How damaging could ‘beergate’ be for Keir Starmer?

Ahead of the local elections, Tories were pushing the argument that Starmer is just as bad as Johnson — if not worse. 

But the latest polling suggests that it hasn’t cut through to the extent they’d like to see.

A YouGov survey has found that “beergate” hasn’t changed the dial: 42% of respondents said they believed Starmer had generally abided by COVID rules, while 70% said Johnson generally didn’t. 

But Starmer has a bigger problem about connecting with the public as he looks to rebuild trust following the 2019 election, in which voters turned away from his predecessor Jeremy Corbyn. 

The Sun and the Mail have covered the story extensively, reaching the kind of Red Wall voters that Starmer needs if he is going to turn his party’s fortunes around.

While Starmer attempts to win back former voters, he is struggling with a fractious party and ebbing union support. 

MPs on both sides have told Insider they believe “beergate” has the potential to be damaging for Labour, but rather than encouraging voters to return to Tories, some fear it could result in a “plague on both houses” attitude.  
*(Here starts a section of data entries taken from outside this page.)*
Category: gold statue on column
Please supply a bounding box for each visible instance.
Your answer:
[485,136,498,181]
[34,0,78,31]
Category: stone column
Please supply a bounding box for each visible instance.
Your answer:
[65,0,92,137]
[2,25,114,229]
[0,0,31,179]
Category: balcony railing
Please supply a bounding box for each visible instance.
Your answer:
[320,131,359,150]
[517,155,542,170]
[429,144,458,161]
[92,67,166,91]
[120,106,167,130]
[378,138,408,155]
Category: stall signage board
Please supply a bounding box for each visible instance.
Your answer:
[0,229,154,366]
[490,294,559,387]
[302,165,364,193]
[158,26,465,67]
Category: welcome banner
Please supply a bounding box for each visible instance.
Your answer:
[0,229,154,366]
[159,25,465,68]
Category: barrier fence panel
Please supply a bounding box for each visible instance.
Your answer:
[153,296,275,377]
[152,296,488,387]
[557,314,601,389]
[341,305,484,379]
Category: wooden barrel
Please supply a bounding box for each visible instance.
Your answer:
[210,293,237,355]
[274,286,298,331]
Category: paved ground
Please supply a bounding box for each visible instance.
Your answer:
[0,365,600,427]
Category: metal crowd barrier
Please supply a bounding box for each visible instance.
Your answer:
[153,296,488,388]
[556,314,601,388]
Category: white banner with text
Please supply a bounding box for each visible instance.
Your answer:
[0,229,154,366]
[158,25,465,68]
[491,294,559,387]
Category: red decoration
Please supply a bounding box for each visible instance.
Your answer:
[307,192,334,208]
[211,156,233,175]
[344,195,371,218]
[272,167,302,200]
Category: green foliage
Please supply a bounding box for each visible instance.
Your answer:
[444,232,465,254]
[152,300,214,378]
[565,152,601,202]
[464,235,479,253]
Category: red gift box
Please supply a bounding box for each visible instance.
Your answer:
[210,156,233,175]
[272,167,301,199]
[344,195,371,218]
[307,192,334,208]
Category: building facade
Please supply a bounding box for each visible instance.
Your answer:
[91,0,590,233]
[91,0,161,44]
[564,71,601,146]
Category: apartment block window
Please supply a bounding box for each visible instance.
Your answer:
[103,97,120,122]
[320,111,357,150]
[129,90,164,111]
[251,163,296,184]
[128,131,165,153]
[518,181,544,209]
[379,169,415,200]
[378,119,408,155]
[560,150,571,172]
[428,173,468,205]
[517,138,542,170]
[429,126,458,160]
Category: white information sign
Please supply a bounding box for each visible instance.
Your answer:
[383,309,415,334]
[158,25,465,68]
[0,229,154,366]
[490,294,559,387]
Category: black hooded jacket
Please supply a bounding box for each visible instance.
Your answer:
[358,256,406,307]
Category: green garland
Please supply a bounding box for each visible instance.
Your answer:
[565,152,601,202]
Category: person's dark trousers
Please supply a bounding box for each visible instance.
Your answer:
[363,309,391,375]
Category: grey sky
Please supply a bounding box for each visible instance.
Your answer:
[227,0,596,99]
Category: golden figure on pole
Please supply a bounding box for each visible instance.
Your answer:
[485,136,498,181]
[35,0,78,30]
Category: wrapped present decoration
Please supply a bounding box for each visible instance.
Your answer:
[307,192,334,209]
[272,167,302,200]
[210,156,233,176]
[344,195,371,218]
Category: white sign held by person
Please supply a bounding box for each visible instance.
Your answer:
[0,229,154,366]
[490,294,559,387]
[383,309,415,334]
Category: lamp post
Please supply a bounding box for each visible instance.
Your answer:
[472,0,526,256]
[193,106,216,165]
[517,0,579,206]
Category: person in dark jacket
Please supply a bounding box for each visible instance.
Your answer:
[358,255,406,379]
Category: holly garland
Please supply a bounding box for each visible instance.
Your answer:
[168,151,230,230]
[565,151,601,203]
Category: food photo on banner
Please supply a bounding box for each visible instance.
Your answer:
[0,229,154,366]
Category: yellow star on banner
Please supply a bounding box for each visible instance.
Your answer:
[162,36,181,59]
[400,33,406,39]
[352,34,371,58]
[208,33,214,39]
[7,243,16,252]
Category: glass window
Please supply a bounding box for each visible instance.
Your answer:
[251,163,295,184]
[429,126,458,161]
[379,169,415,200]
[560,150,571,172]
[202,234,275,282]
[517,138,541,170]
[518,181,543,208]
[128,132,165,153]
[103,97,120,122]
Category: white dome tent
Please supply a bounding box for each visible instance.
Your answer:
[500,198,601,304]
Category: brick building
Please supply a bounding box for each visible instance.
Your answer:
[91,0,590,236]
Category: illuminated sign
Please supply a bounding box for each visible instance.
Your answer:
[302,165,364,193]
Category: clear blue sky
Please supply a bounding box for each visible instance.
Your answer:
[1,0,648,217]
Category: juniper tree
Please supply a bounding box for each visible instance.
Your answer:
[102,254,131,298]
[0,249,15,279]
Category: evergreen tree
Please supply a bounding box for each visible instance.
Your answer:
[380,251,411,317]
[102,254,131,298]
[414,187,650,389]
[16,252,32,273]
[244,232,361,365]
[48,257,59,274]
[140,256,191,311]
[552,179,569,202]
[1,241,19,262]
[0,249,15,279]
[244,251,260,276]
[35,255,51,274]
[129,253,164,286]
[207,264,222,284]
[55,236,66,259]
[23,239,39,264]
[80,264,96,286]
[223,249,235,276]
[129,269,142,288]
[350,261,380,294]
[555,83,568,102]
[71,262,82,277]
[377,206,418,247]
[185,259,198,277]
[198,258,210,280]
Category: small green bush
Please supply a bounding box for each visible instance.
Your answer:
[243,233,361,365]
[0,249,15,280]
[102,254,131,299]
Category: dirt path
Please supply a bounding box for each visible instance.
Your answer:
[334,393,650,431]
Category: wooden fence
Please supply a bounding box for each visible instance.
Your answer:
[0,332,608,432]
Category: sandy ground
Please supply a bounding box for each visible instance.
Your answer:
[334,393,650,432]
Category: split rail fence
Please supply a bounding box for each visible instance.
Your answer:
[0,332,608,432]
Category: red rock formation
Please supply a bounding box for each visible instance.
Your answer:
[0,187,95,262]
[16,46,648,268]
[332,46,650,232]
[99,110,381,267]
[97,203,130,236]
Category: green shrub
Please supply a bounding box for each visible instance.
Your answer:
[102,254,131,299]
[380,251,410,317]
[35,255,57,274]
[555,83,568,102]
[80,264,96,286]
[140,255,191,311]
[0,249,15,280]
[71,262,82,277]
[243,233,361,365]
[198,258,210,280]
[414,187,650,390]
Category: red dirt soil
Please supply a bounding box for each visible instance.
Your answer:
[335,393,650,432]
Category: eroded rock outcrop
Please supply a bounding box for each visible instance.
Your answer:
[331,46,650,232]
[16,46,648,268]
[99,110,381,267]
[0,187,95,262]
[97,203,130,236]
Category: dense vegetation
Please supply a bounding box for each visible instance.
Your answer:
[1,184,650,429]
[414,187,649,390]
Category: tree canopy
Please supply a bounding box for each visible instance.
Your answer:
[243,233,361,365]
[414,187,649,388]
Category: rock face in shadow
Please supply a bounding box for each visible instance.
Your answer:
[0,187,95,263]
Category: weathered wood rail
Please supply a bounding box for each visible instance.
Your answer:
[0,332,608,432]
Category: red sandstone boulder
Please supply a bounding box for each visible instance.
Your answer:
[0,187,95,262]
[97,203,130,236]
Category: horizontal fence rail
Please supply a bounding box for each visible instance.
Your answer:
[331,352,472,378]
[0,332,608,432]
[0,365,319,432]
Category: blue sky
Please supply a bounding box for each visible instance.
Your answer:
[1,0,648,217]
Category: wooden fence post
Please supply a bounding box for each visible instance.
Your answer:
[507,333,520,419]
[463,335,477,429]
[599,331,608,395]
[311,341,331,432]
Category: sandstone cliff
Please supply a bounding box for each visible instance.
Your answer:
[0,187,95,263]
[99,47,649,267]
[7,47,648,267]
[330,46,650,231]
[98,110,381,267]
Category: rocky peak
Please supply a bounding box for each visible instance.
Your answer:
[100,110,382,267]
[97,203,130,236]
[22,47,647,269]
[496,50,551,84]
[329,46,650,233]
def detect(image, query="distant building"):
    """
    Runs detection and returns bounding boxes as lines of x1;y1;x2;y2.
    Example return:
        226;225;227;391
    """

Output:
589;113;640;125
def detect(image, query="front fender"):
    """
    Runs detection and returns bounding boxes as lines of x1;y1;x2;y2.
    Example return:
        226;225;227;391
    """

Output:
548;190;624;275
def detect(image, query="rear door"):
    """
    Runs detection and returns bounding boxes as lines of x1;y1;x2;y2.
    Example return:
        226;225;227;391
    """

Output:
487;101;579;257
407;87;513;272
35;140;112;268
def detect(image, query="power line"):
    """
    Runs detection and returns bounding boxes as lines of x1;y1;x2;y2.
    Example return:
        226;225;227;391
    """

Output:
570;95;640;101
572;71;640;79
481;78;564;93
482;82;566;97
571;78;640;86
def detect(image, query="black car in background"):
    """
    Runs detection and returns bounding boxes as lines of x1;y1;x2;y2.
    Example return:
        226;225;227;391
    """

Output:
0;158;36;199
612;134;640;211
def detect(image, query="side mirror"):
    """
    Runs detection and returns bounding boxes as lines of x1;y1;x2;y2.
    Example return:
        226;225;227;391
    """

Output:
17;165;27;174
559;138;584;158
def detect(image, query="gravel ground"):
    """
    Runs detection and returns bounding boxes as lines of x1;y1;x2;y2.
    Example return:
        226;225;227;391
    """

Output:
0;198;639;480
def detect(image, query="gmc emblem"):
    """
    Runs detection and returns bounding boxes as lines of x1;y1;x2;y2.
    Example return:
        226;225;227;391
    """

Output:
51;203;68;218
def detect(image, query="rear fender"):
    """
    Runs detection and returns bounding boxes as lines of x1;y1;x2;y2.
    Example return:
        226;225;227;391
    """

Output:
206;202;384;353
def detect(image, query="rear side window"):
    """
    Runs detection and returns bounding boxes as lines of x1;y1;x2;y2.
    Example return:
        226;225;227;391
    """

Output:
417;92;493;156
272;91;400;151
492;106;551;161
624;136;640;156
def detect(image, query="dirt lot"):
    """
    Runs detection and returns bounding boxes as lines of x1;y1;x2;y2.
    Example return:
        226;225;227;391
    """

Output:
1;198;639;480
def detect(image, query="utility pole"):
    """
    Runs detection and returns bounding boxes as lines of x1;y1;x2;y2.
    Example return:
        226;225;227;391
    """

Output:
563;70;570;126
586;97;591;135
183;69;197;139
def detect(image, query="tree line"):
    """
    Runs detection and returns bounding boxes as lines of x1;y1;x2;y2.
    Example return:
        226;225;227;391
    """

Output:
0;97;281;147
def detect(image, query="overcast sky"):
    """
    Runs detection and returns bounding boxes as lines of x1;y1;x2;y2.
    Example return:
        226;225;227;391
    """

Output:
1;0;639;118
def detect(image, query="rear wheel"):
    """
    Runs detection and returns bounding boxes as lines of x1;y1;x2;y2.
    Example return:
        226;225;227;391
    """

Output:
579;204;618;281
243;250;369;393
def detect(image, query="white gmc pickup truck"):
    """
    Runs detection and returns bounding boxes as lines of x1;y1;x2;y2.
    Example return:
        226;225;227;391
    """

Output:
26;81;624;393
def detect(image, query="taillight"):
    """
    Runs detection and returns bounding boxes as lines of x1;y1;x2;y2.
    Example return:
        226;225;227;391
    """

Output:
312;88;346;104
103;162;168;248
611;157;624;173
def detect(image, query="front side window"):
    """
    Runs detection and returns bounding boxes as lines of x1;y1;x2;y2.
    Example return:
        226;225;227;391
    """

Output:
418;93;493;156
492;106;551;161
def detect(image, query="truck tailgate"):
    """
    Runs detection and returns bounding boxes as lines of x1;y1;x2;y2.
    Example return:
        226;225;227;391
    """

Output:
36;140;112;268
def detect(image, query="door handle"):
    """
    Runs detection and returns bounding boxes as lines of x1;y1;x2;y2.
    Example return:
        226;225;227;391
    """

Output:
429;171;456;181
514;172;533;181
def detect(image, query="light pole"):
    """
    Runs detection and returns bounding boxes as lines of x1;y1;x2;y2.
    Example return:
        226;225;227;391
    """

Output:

Will Starmer be fined for beergate?

At the moment, the jury’s out.

Emily Thornberry, the shadow attorney general, refused to contemplate the possibility that the Labour leader will be fined, and whether he might resign if so.

But it could be terminal. Already vulnerable, having come out in the strongest terms against Johnson and Sunak, Starmer will face claims of hypocrisy.

But even if he isn’t, things will get tougher from here. Starmer can no longer use partygate as a killer line during his weekly joust with the prime minister at PMQs. In the public’s eyes, it has the potential to level the field. And if Johnson is fined but Starmer isn’t, some may claim it’s a stitch up. 

Johnson has made it clear he won’t resign. But as a former DPP and leader whose reputation rests largely on being honorable, it could become tough for Starmer not to fall on his own sword.

If he doesn’t, he may find a queue of people — including some from his own party — willing to finish him off.